Endpoints can move in a L2VPN environment. While moving endpoints tend to be uncommon across WAN, they do move a lot in enterprise data centers - vMotion in all its variants (including the bizarre ones) is the most popular virtualization thingy out there. Even worse, when using technologies like VMware HA or DRS, the endpoints move without the involvement of the orchestration system. EVPN would be a perfect fit for such an environment.
In most large-scale public clouds the endpoints don’t move, the only way to get a VM off a server is to restart it, and if a server crashes, the VMs running on it have to be restarted through the orchestration system. There’s absolutely no need for an autonomous endpoint propagation protocol.
EVPN is trying to deal with all sorts of crazy scenarios like emulating MLAG or having multiple connections into a bridged network. No such monstrosities have ever been observed in large-scale public clouds… maybe because the people running them have too much useful work to do to stretch VLANs all over the place. It also helps if you’re big enough not to care about redundant server connections because you can afford to lose all 40+ servers connected to a ToR switch without batting an eyelid.
To make matters more interesting: virtual networking in infrastructure clouds needs more than just endpoint reachability. At the very minimum you have to implement packet filters (security groups) and while a True BGP Believer might want to use FlowSpec to get that done, most sane people would give up way before that.
Considering all of the above, what could be a useful control plane between a cloud orchestration system and hypervisor endpoints? Two mechanisms immediately come to mind:
- An API on the hypervisor that is called by the orchestration system whenever it needs to configure the hypervisor parameters (start a VM, create a network/subnet/security group, establish MAC-to-VTEP mapping…)
- A message bus between the orchestration system and the hypervisors. Whoever has some new bit of information drops it on the message bus, and it gets magically propagated to all the recipients interested in that information in due time.
Based on my experience with the speed of AWS and Azure orchestration systems I would suspect that AWS uses the former approach while Azure uses the latter.

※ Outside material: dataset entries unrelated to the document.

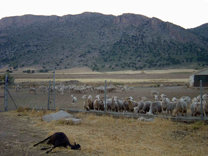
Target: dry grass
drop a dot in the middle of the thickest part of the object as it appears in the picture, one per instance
(98, 80)
(104, 135)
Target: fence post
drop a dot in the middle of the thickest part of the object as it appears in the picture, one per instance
(5, 93)
(105, 92)
(54, 91)
(49, 94)
(201, 100)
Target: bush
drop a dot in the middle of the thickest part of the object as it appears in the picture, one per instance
(10, 79)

EVPN is neither of those. Without information filtering in place, BGP is an eventually-consistent database that pushes the same information to all endpoints. Not exactly what we might need in this particular scenario.
Long story short: EVPN is an interesting bit of technology, but probably the wrong tool to implement control plane of an infrastructure cloud that has to provide tenant virtual networks. It does get used as the gateway technology between such a cloud and physical devices though. Juniper Contrail was the first one (I’m aware of) that used it that way, and even VMware gave up their attempts to push everyone else to adopt the odd baby they got with the Nicira acquisition (OVSDB) and switched to EVPN in NSX-T 3.0.
More information
Want to know how networking in public clouds works?

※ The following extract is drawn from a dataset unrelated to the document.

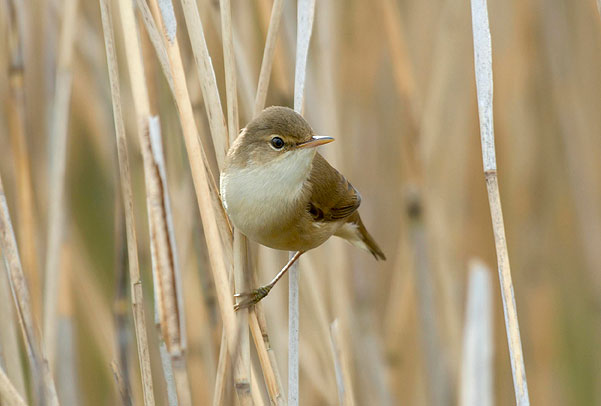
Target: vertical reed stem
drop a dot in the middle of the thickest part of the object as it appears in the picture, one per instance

- Start with AWS Networking 101 and Azure Networking 101.
- When you’re ready for more dive into AWS Networking and Microsoft Azure Networking webinars.
- When you feel it’s time to truly master cloud networking, go for the Networking in Public Cloud Deployments online course.

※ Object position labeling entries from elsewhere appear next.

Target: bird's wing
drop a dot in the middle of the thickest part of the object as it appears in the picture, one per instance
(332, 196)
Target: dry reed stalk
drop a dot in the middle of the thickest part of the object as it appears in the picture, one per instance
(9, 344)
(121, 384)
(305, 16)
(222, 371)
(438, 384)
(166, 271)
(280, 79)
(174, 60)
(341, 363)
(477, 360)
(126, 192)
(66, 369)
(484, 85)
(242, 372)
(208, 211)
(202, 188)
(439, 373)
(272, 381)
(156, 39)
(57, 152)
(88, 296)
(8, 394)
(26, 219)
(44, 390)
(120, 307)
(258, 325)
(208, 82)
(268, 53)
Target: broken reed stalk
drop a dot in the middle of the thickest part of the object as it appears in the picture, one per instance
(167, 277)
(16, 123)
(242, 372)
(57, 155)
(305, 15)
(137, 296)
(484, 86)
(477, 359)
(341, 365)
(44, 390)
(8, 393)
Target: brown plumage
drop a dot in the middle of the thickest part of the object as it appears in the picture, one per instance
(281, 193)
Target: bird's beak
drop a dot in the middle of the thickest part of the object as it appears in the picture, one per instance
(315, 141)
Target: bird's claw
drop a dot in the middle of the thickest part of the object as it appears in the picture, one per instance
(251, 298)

Interested in EVPN? We have you covered - there are tons of EVPN-related blog posts, and we explored EVPN from data center and service provider perspective in the EVPN Technical Deep Dive webinar.
Finally, I described both NSX-V and NSX-T in VMware NSX Technical Deep Dive webinar and compared it with Cisco ACI in VMware NSX, Cisco ACI or Standard-Based EVPN webinar.
While I agree on your explanation of how webscale / megascale environments are using an overlay between their hypervisors, I think that EVPN could have been used as a solution in their environments as well. The main reason is that their infrastructures don't use it is that EVPN didn't exist at that time or wasn't mature enough when they needed a solution.
Network vendors have started to support EVPN from 2017. All implementations had their usual bugs and missing features as with every new technology implementation. Added to that there were multiple hardware dependencies that were solved over time.
If I'm looking at the two mechanisms you describe, setting up EVPN on hosts with multicast replication, eBGP route servers (for filtering and perhaps flowspec) and combine this with an RFC 4684 implementation would essentially get you the same type of solution.
Obviously I don't see these environments moving away from their well tested and proven implementation, but I don't see EVPN inherently being the wrong tool for the job.
If anybody is interested this prensentation from reinvent 2017 explain a bit on how they do it. https://youtu.be/8gc2DgBqo9U
Great write-up Ivan, full of technical details! Looks to me like the bigger point of your post is that, big cloud providers like AWS use the as-simple-as-possible design approach, minimizing the number of protocols and the amount of state to be kept in the core, which is the right way to scale a network to that size. That aligns perfectly with what Justin Pietsch said in his multicast post, that the only things he wants to deal with in his ideal network are IPV4, OSPF, and BGP. A close-to-stateless core, with all complexity pushed to the edge. So naturally they need not all the nuts and bolts of EVPN, which tries very hard to be a lot of things to a lot of people.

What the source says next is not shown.